Reckwerdt and other council members wanted Hord to explain what could be done to remove larger crocodiles from areas where people frequently swim, fish and recreate.
The answer? Nothing.
American saltwater crocodiles are considered threatened, so agency officers will not kill nuisance crocs like they do nuisance alligators in other parts of the state. Fish and Wildlife will occasionally remove crocs they perceive as a problem, but the animals usually find their way back.
Hord said people in the Upper Keys should actually expect to see more of them as the protected species' population keeps growing.
There has never been a recorded attack by an American saltwater crocodile on a human, according to the agency. But what has Village Council members and other residents concerned is a fatal attack on a 65-pound dog in Key Largo by a crocodile in March.
Village Council members, including Reckwerdt and Councilman David Purdo, said they don't want to wait until a human gets attacked to do something. "At what point do we stop this," Purdo asked Hord.
Hord maintained that the only thing people can do is become more educated about crocodiles and to accept that they are here to stay. People should keep their pets and small children away from the water in areas crocs are known to be. If you live on the water, you might want to build a fence around your property to keep them out, Hord said.
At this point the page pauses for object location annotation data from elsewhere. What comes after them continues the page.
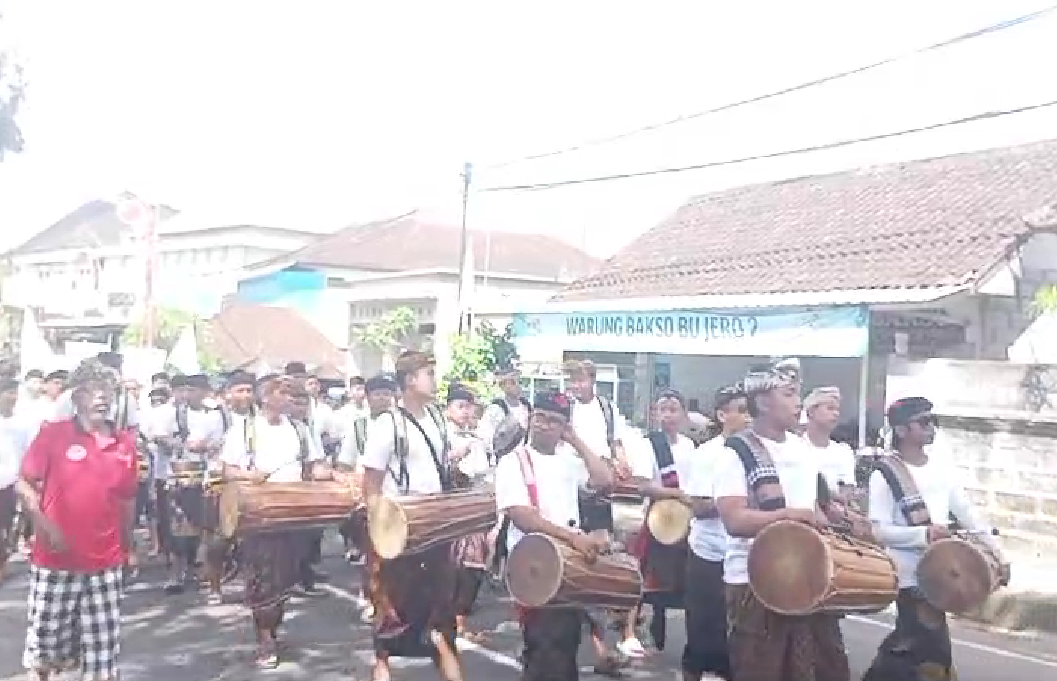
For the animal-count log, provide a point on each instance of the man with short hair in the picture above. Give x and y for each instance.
(763, 475)
(413, 595)
(16, 433)
(78, 482)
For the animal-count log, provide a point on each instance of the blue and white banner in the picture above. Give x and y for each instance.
(832, 332)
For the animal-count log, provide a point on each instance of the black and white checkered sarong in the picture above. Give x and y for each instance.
(74, 621)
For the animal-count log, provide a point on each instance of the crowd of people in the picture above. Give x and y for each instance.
(86, 459)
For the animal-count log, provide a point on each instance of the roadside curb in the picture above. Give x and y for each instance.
(1018, 611)
(1009, 609)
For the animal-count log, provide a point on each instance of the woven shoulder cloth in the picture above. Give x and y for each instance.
(764, 488)
(901, 481)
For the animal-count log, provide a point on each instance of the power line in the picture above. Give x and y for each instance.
(789, 90)
(775, 154)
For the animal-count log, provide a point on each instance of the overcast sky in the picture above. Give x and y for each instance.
(317, 114)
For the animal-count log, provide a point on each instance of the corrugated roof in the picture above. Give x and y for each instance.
(939, 222)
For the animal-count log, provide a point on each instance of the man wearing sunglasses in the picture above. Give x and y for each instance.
(911, 497)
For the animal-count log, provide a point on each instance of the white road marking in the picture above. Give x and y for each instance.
(980, 647)
(507, 661)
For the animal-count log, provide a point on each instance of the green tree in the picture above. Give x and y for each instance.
(1045, 299)
(12, 93)
(389, 330)
(477, 357)
(170, 323)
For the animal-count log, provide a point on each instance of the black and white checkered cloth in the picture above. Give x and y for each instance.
(74, 622)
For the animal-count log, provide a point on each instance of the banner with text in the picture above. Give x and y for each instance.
(834, 332)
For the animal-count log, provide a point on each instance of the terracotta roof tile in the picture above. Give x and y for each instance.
(409, 242)
(923, 223)
(252, 335)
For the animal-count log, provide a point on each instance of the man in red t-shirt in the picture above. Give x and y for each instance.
(78, 482)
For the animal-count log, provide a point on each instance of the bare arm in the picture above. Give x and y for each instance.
(527, 519)
(743, 521)
(599, 475)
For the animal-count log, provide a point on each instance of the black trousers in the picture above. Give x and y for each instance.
(552, 638)
(706, 622)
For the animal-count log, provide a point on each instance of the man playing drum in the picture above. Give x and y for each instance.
(279, 451)
(469, 458)
(836, 459)
(199, 434)
(598, 423)
(662, 470)
(381, 394)
(704, 597)
(766, 474)
(909, 493)
(538, 488)
(413, 595)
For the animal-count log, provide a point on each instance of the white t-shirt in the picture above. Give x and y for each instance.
(798, 473)
(278, 448)
(160, 422)
(939, 485)
(708, 538)
(476, 462)
(589, 422)
(836, 461)
(16, 434)
(558, 478)
(379, 454)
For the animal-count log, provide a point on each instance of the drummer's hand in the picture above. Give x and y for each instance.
(807, 516)
(588, 546)
(937, 532)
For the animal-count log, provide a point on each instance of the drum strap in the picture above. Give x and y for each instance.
(529, 475)
(665, 459)
(764, 485)
(440, 458)
(905, 491)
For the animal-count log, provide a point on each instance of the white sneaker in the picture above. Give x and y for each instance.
(631, 648)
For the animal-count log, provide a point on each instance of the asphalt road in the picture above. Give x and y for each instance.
(182, 639)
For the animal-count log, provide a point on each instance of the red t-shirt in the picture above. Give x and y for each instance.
(87, 484)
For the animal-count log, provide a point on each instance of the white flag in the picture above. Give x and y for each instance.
(34, 351)
(184, 353)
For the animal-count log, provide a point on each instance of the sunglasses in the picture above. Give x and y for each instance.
(926, 420)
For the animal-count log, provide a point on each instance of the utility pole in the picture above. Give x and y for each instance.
(150, 308)
(465, 268)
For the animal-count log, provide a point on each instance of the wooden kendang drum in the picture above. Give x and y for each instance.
(251, 508)
(959, 574)
(795, 569)
(187, 473)
(668, 521)
(542, 571)
(411, 525)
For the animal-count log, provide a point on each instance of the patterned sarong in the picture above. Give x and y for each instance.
(919, 648)
(766, 646)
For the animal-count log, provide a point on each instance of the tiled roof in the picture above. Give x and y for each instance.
(91, 225)
(254, 335)
(410, 242)
(926, 223)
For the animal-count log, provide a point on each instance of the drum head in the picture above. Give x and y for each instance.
(228, 510)
(534, 571)
(790, 568)
(954, 575)
(669, 520)
(387, 526)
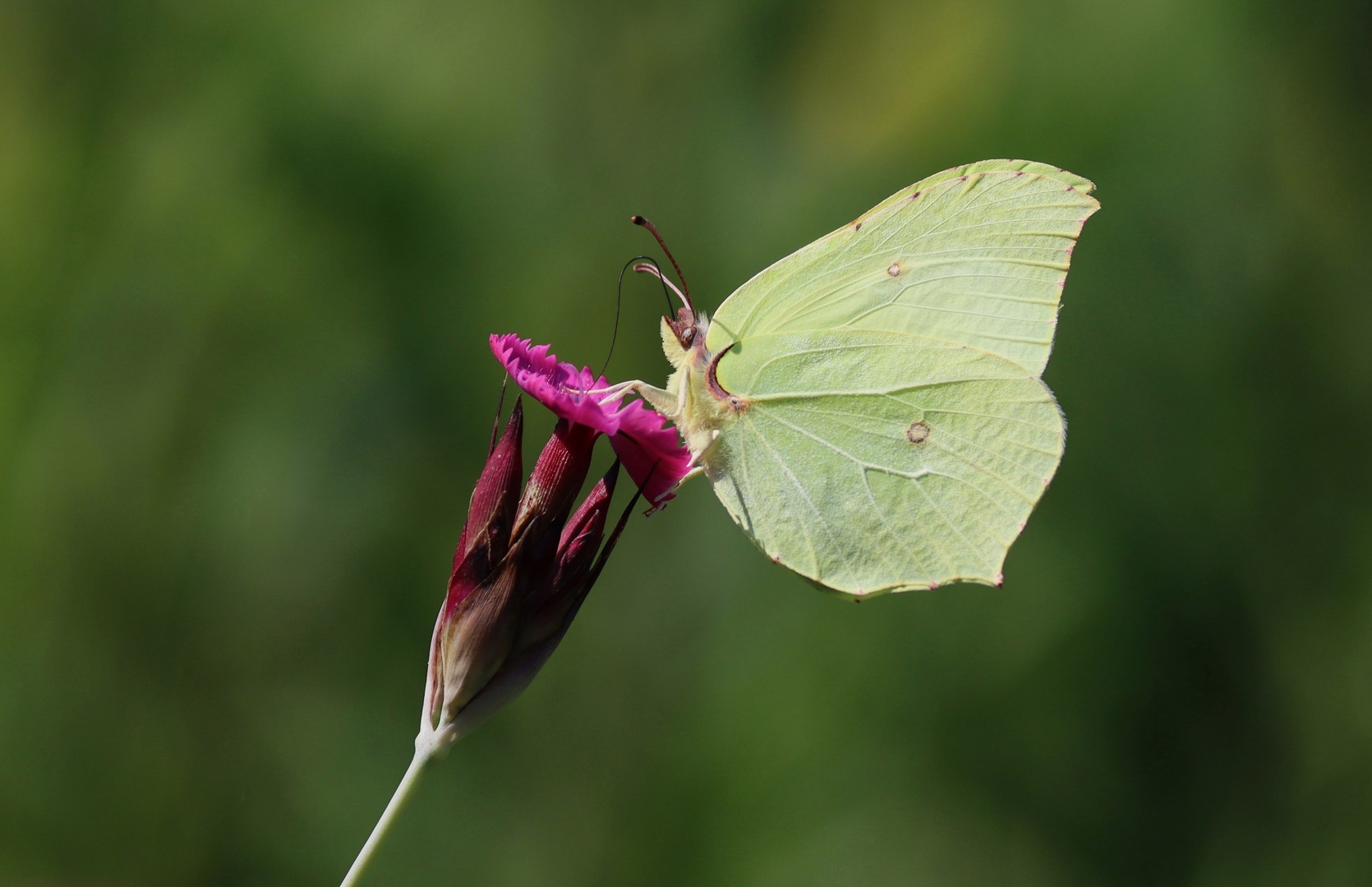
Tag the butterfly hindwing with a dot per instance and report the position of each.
(872, 461)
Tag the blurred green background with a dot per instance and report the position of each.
(249, 258)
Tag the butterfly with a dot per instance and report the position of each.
(870, 409)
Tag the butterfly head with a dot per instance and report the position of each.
(684, 336)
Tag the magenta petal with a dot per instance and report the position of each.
(652, 453)
(557, 385)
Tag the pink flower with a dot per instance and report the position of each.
(652, 452)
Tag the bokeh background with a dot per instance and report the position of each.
(249, 258)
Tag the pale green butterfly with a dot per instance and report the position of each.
(868, 409)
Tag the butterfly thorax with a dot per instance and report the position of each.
(702, 407)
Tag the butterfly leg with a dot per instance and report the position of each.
(657, 398)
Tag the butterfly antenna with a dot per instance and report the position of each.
(500, 406)
(652, 229)
(619, 298)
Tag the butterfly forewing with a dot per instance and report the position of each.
(874, 461)
(976, 255)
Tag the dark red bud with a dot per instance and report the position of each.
(495, 495)
(549, 602)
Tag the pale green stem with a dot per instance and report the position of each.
(393, 809)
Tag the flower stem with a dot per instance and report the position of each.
(393, 811)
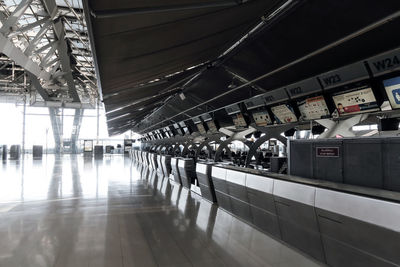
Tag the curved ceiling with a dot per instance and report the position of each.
(147, 54)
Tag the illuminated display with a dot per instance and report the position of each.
(392, 87)
(313, 108)
(284, 114)
(357, 101)
(262, 118)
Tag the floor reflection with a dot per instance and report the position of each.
(76, 211)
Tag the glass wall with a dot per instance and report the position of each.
(39, 130)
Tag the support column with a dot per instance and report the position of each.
(76, 128)
(23, 127)
(98, 121)
(56, 126)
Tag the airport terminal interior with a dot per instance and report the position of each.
(199, 133)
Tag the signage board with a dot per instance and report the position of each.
(392, 87)
(351, 73)
(356, 101)
(313, 108)
(327, 152)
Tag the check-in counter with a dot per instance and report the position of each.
(175, 170)
(15, 152)
(262, 205)
(159, 164)
(236, 183)
(153, 160)
(187, 171)
(358, 231)
(218, 175)
(203, 172)
(148, 161)
(146, 158)
(297, 218)
(341, 225)
(166, 164)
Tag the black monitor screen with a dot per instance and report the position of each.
(356, 101)
(201, 128)
(313, 108)
(392, 87)
(239, 121)
(211, 125)
(284, 114)
(262, 118)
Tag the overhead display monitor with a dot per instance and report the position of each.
(232, 109)
(211, 125)
(356, 101)
(88, 146)
(239, 121)
(201, 128)
(284, 114)
(392, 87)
(313, 108)
(262, 118)
(255, 102)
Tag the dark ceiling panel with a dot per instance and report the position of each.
(135, 49)
(311, 26)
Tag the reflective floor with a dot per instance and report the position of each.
(72, 211)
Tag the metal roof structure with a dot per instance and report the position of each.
(45, 51)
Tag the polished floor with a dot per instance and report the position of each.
(72, 211)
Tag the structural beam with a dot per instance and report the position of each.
(65, 59)
(161, 9)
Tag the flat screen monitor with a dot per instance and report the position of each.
(201, 128)
(212, 127)
(262, 118)
(313, 108)
(392, 87)
(88, 146)
(239, 121)
(284, 114)
(356, 101)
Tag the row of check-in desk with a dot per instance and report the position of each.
(341, 225)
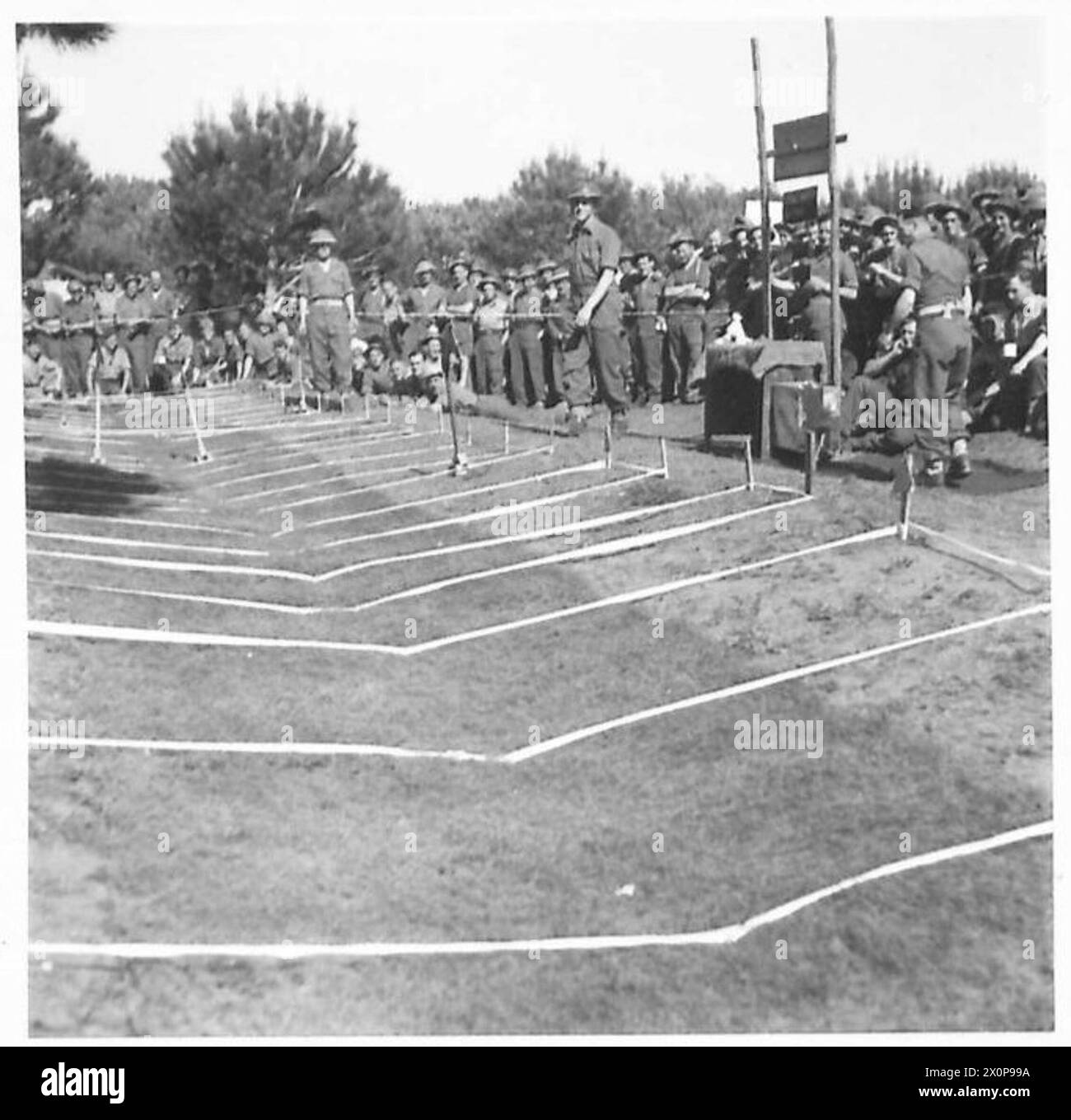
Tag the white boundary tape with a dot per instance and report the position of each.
(601, 549)
(718, 935)
(450, 496)
(789, 674)
(129, 542)
(619, 599)
(105, 518)
(980, 552)
(320, 464)
(443, 473)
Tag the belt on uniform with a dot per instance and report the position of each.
(947, 311)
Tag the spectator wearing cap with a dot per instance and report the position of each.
(109, 367)
(376, 377)
(882, 278)
(489, 326)
(526, 367)
(46, 305)
(132, 319)
(77, 317)
(955, 222)
(259, 359)
(327, 314)
(1006, 251)
(683, 302)
(105, 298)
(1027, 331)
(598, 345)
(461, 300)
(984, 227)
(423, 302)
(1036, 251)
(559, 325)
(40, 374)
(172, 359)
(208, 353)
(812, 297)
(162, 307)
(646, 296)
(937, 293)
(371, 316)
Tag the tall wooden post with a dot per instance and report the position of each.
(764, 190)
(834, 205)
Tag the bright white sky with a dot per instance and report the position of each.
(455, 109)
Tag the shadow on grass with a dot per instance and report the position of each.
(59, 485)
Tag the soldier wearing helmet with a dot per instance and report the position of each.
(327, 314)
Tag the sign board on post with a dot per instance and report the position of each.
(802, 147)
(753, 211)
(800, 205)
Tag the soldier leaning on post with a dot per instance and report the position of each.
(109, 368)
(684, 302)
(937, 293)
(461, 300)
(525, 331)
(327, 315)
(132, 319)
(77, 317)
(423, 302)
(489, 325)
(596, 346)
(648, 330)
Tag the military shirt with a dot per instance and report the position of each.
(937, 272)
(594, 246)
(317, 281)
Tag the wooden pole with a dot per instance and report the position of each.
(764, 190)
(834, 206)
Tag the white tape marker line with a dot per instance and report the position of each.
(409, 651)
(980, 552)
(484, 514)
(603, 548)
(450, 496)
(718, 935)
(280, 452)
(477, 462)
(790, 674)
(131, 543)
(320, 466)
(144, 521)
(216, 569)
(272, 747)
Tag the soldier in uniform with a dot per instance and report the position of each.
(647, 339)
(954, 224)
(683, 302)
(132, 319)
(461, 300)
(327, 314)
(109, 368)
(78, 319)
(1005, 252)
(161, 306)
(1036, 252)
(423, 302)
(373, 305)
(489, 326)
(524, 333)
(937, 293)
(593, 256)
(105, 298)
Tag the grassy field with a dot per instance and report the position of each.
(657, 826)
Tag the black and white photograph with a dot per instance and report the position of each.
(536, 527)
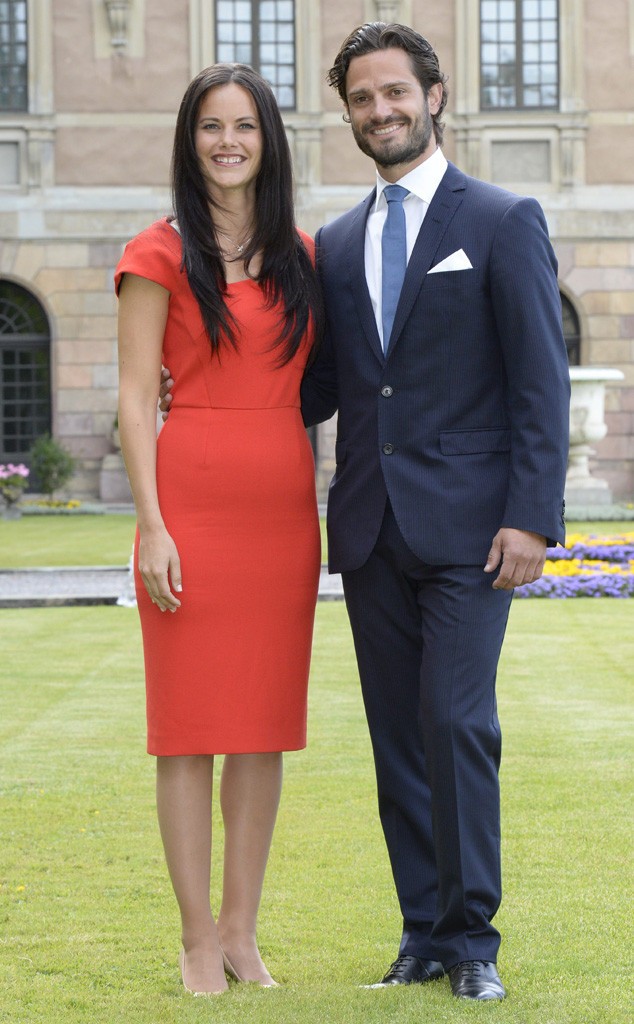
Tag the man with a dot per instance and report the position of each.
(446, 359)
(452, 384)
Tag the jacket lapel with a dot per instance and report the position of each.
(447, 199)
(356, 263)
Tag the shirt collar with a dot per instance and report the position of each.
(422, 180)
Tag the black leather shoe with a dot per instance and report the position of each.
(476, 980)
(410, 971)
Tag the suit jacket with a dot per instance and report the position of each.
(464, 424)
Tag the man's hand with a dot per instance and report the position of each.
(165, 392)
(522, 555)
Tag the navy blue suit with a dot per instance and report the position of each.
(461, 429)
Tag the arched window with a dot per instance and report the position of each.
(13, 55)
(260, 33)
(519, 54)
(572, 331)
(25, 372)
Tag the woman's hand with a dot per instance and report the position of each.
(159, 565)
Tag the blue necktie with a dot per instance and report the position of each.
(393, 257)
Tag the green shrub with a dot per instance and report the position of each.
(51, 464)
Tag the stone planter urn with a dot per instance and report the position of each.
(587, 427)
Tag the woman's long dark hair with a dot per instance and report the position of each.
(287, 274)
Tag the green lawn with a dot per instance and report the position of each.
(107, 540)
(89, 928)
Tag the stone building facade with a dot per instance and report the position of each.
(540, 102)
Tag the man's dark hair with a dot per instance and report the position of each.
(287, 275)
(379, 36)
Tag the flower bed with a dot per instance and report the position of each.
(588, 566)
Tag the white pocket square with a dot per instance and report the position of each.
(457, 261)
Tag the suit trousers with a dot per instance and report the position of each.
(427, 641)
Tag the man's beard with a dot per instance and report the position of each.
(419, 136)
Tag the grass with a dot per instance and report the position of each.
(66, 540)
(107, 540)
(89, 929)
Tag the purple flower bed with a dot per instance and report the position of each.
(602, 566)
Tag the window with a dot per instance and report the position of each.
(25, 372)
(260, 33)
(13, 94)
(519, 62)
(572, 331)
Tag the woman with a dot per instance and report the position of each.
(227, 538)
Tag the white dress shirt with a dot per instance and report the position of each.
(421, 183)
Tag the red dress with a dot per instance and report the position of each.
(228, 672)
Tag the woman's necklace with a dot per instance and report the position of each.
(239, 248)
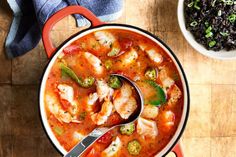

Mark Parry, a U.S. Parks Service biologist, agreed, but said the concern is being overblown. Potentially dangerous wildlife abounds in Florida and always has. The key, he said, is to always be aware of your surroundings.
Parry, who came to the May 24 meeting unofficially, said there have been large crocodiles in the Flamingo area of Everglades National Park for years with no conflicts with humans. He also noted that while female crocodiles lay 30 to 40 eggs, only about 2 to 4 percent of the hatchlings survive.
"You've got to watch the water for crocodiles, alligators, poisonous snakes” anywhere in the state, he said. "But you don't have to be paranoid."